Mas tanto em 2008 quanto nos primeiros meses de 2009, sobressai o peso dos produtos básicos nas exportações, que já respondem por mais de 2/3 das exportações totais (74% em 2008), enquanto que seu patamar no início da década oscilava entre ¼ e 1/3 do valor total da pauta.

 

Observe-se que, à estratégia de reprimarização do comércio exterior, corresponde no mesmo período (2º Governo FHC e 1º e 2º Governo Lula) uma abertura profunda da Conta Capital do Balanço de Pagamentos e uma paralela elevação do estoque de capital estrangeiro na economia brasileira.

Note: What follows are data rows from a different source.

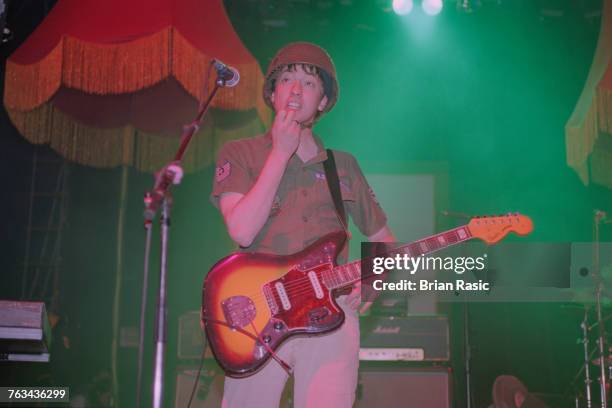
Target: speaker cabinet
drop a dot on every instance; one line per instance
(406, 387)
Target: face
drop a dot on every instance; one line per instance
(301, 92)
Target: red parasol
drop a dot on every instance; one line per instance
(109, 83)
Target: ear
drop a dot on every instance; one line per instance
(323, 103)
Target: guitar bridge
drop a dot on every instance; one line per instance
(239, 311)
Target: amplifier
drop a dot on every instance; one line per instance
(24, 331)
(407, 387)
(413, 338)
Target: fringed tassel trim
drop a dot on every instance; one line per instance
(127, 67)
(123, 146)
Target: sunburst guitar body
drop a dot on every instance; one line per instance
(253, 302)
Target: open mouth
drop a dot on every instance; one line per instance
(293, 106)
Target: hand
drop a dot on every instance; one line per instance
(285, 133)
(353, 299)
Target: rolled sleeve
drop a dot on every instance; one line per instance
(231, 173)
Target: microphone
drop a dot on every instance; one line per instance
(600, 215)
(227, 76)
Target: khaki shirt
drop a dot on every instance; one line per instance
(303, 209)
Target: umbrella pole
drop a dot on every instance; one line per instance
(118, 280)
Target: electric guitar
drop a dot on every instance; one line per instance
(252, 302)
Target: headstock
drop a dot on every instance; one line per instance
(493, 229)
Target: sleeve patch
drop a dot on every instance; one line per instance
(373, 196)
(223, 172)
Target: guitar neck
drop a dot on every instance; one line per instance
(347, 274)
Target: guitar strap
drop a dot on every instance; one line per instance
(331, 175)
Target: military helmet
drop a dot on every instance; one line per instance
(303, 53)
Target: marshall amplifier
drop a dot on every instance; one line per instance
(25, 334)
(404, 387)
(414, 338)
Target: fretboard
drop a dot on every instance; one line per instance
(347, 274)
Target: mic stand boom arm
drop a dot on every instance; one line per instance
(160, 197)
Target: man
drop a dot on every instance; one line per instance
(274, 198)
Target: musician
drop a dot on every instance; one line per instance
(273, 194)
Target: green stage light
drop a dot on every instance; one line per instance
(402, 7)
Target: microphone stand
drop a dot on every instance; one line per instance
(598, 217)
(161, 197)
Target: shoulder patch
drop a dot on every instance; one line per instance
(373, 196)
(222, 172)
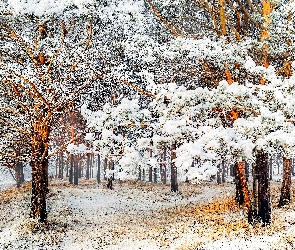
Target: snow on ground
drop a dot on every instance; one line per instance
(137, 215)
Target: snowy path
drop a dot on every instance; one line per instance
(133, 216)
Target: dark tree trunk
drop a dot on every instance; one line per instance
(56, 165)
(240, 166)
(88, 166)
(98, 169)
(17, 174)
(80, 167)
(110, 182)
(76, 170)
(150, 167)
(61, 167)
(139, 174)
(39, 164)
(255, 189)
(232, 170)
(247, 171)
(71, 173)
(270, 168)
(264, 209)
(150, 174)
(239, 193)
(174, 184)
(223, 172)
(286, 186)
(219, 172)
(105, 168)
(163, 166)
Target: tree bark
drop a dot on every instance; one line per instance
(270, 168)
(163, 166)
(264, 209)
(174, 184)
(286, 186)
(88, 166)
(98, 169)
(105, 167)
(255, 189)
(39, 163)
(219, 172)
(76, 170)
(244, 189)
(71, 169)
(239, 193)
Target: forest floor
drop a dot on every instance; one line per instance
(138, 215)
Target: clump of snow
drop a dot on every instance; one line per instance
(46, 7)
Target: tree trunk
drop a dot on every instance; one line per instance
(286, 186)
(219, 171)
(39, 163)
(98, 169)
(163, 166)
(71, 174)
(255, 189)
(150, 174)
(88, 166)
(270, 168)
(18, 174)
(174, 184)
(239, 193)
(76, 170)
(244, 188)
(223, 172)
(264, 209)
(105, 168)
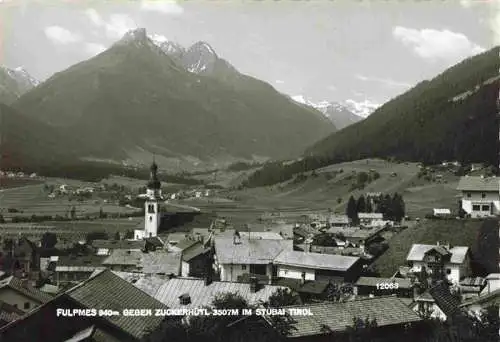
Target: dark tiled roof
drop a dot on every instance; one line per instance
(446, 301)
(478, 184)
(118, 244)
(315, 260)
(108, 291)
(194, 251)
(338, 316)
(313, 287)
(492, 298)
(24, 288)
(9, 313)
(403, 283)
(249, 251)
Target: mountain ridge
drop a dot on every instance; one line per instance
(136, 100)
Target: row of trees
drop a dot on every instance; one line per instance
(392, 207)
(463, 328)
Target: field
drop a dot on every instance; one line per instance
(331, 187)
(33, 199)
(472, 233)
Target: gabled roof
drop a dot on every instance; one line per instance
(25, 289)
(9, 313)
(193, 252)
(249, 251)
(373, 216)
(418, 251)
(447, 302)
(202, 295)
(403, 283)
(473, 183)
(118, 244)
(315, 260)
(108, 291)
(492, 298)
(338, 316)
(161, 263)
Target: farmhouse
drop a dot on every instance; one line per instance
(236, 256)
(480, 196)
(316, 266)
(392, 315)
(366, 286)
(371, 219)
(20, 294)
(437, 302)
(441, 212)
(452, 262)
(196, 293)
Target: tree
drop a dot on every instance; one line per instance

Isto por sua vez se traduziu numa duplicação (em meia dúzia de anos) do custo corrente do serviço desse estoque de capital, custo este expresso pelo déficit da conta "serviços" – que vai de algo em torno de 25,0 bilhões de dólares durante o período 1999/2003, para mais de 50,0 bilhões no biênio 2007/2008.

 

Traduzindo-se essa análise das contas externas, para sua correspondente em termos de economia política, muita coisa fica mais clara na conjuntura. A abertura à livre entrada e saída de capitais, sob proteção e benefício das taxas de juros e do tratamento fiscal ultra-favorecido, não melhora nossa competitividade externa, antes pelo contrário. Quem amplia o esforço exportador, equilibra "Conta Corrente e permite uma aparente tranqüilidade nas contas externas impõe também uma virtual ditadura da expansão horizontal das "commodities".

 

É daí que se alimenta a fúria legislativa ora em curso em favor de "ruralistas", "agro-negocistas", grileiros e adversários do direito ambiental (MP 458, Revisão do Código Florestal etc.), diga-se de passagem, em aliança com a grande agroindústria e indiretamente com o setor financeiro. Mas isto tudo tem um custo social e ambiental gigantesco, felizmente cada dia mais calculável, debitando ao Brasil passivos ambientais altamente nocivos aos brasileiros e insustentáveis à escala planetária.

 

Esse jogo de interesses ocorre na mais completa cumplicidade política – porque oposição e governo no geral estão de acordo com essa estratégia de subdesenvolvimento e dependência externa, com as exceções de praxe que confirmam a regra.

 

Guilherme Costa Delgado é doutor em Economia pela UNICAMP e consultor da Comissão Brasileira de Justiça e Paz.